In this lesson, we will be learning about simple linear regression.
Regression is EZ-PZ if you follow through this lesson.
So, lets say there are features about you – height and weight which determines your BMI.
By regression, we mean that we are trying to predict your weight by looking at your height. So, if we give our system the data of 50 people of our class regarding height and weight, for the 51st or 52nd person added later on, the system will try to predict the weight by the height of 2 more added in the whole data set.
Here, we are taking Weight as a TARGET. Lets just use a nick name for it – Dependent variable. Its a bad nick name but statisticians seemed to like it so OK.
So, if weight is our target variable which is dependent, that will make height our independent variable (nick name for other variable)
In other words, we are trying to predict weight (Dependent and Target) using height (Independent)
Note: Dependent variable should always be a numeric. We will be predicting values of weight based on the values of height.
So lets start by importing our data. BTW, you can download the data here: htwt
htwt <- read.csv("htwt.csv")
Here we are only interested in weight (in kg) and height (in cm) variable.

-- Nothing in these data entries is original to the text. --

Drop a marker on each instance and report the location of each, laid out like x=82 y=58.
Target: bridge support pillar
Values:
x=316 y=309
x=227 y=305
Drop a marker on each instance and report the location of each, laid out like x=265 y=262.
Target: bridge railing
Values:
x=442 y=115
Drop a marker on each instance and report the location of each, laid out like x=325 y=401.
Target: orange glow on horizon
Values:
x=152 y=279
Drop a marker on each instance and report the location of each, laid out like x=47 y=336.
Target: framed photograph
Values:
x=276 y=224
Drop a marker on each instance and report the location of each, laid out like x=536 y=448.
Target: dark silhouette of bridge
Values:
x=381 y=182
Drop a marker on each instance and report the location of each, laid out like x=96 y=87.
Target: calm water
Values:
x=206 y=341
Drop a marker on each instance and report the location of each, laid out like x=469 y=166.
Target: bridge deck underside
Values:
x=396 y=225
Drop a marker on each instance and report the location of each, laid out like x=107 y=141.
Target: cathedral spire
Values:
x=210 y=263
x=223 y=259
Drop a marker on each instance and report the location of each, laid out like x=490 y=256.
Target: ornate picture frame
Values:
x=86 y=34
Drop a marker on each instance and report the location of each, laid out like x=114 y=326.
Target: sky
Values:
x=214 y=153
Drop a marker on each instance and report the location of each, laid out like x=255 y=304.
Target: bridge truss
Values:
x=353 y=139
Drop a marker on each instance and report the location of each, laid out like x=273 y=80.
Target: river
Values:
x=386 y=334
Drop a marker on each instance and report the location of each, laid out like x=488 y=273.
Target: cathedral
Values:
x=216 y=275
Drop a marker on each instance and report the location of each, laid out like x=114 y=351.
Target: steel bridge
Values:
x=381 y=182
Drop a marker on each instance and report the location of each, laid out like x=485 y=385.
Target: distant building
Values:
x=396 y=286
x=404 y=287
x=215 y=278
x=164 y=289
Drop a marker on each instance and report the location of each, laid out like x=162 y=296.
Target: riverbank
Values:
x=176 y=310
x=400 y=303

So, now lets use plot function like we did in the previous tutorial:
plot(weight ~ height, data = htwt)
There seems to be a positive linear relationship. As the Height increases (X – Axis) the Weight Increases (Y – Axis)
Lets look at the Pearson correlation coefficient using cor() function
In statistics, the Pearson correlation coefficient, also referred to as Pearson’s r, is a measure of the linear correlation between two variables X and Y.

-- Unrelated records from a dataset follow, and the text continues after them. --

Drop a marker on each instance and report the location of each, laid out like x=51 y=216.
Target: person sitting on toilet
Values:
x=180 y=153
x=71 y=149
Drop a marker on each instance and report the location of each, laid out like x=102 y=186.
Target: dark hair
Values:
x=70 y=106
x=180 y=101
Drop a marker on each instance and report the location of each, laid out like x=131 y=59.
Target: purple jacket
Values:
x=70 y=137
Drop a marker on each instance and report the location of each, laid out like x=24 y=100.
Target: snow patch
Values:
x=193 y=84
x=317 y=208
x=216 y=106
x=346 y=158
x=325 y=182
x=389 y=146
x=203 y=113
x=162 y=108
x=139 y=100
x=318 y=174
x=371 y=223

this value is referred to as r.
Why we are looking at r’s value is because we want to know the relationship between the 2 variables.
r’s value is between -1 and 1 and if it is close to 0, it means there is very less correlation between the variables.

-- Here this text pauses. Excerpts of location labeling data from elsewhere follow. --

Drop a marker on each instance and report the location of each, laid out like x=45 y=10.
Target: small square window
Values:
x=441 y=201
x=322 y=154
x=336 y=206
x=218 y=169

But here, r’s value is 0.77 which is good as it tells us that there is positive and strong relationship among the variables. In other words, as height increases, the weight also increases with a degree of 0.77 as per data.
Note: There can be a case when the correlation is near 0 or negative.
1. If correlation is near 0 it means the 2 variables have no relationship.
2. If correlation is negative (let’s say -0.6) then it means when 1 variable increases the other seems to be decreasing.
Coming back to Linear regression. It has an equation which is Y = mX + c.
1. Y is Dependent variable
2. m is Slope of line
3. X is Independent variable
4. c is Intercept
We will need to calculate m and c and we will be able to predict weight using value of height.
So lets now use lm() function to calculate the values of intercept(c) and slope(m)
linear <- lm(weight ~ height, data = htwt)
So we have calculated intercept and slope for the equation of linear regression.
There will not be much to tell before we build a line in between these dots which we got in plot.
So, we use abline function like below but write the code below first.
plot(weight ~ height, data = htwt)
Note: First write the code above and execute it by pressing enter and then write the code below:
abline(lm(weight ~ height, data = htwt), col = 4, lty = 4, lwd = 2)
col is color, lty is type of line, lwd is width of line
Plot function will first plot the data and then abline function overwrite its line on the output produced. The order of execution should be kept in mind.
So this will produce following output:
So, we have our line. We have our coefficients. Now what is the inference me make out of this?
It means if we were to make an imaginary line towards -ve x axis, when the height becomes 0, weight’s value will be -136.51 and slope, the way line is going up is by 1.18 units rise over run.
So, now our equation: Y = mX + b will become:
Y = 1.184 * X – 136.51
Now, if we plug in any value for height i.e X, we can be able to produce a predicted value of weight i.e Y.
In R, we use function predict() like below:
predict(linear, data.frame("height" = 190))
So, we predicted that if our height (X), independent variable is going to be 190 then our weight(Y), dependent variable is going to be 88.37
We made our model do predictions for us.
Although, this value is default for 95% which means that there is 95% chance that a person having height of 190 will have a weight 88.37
What if we want the range of the prediction for 95%
We can tweak the predict function like below:
predict(linear, data.frame("height" = 190), interval = "prediction")
Basically this gives the range of 95% chance.
In other words, there is a 95% chance of getting 71 to 105 kg weight of a person having height 190.
Congratulations on learning this lesson. Go ahead and learn more.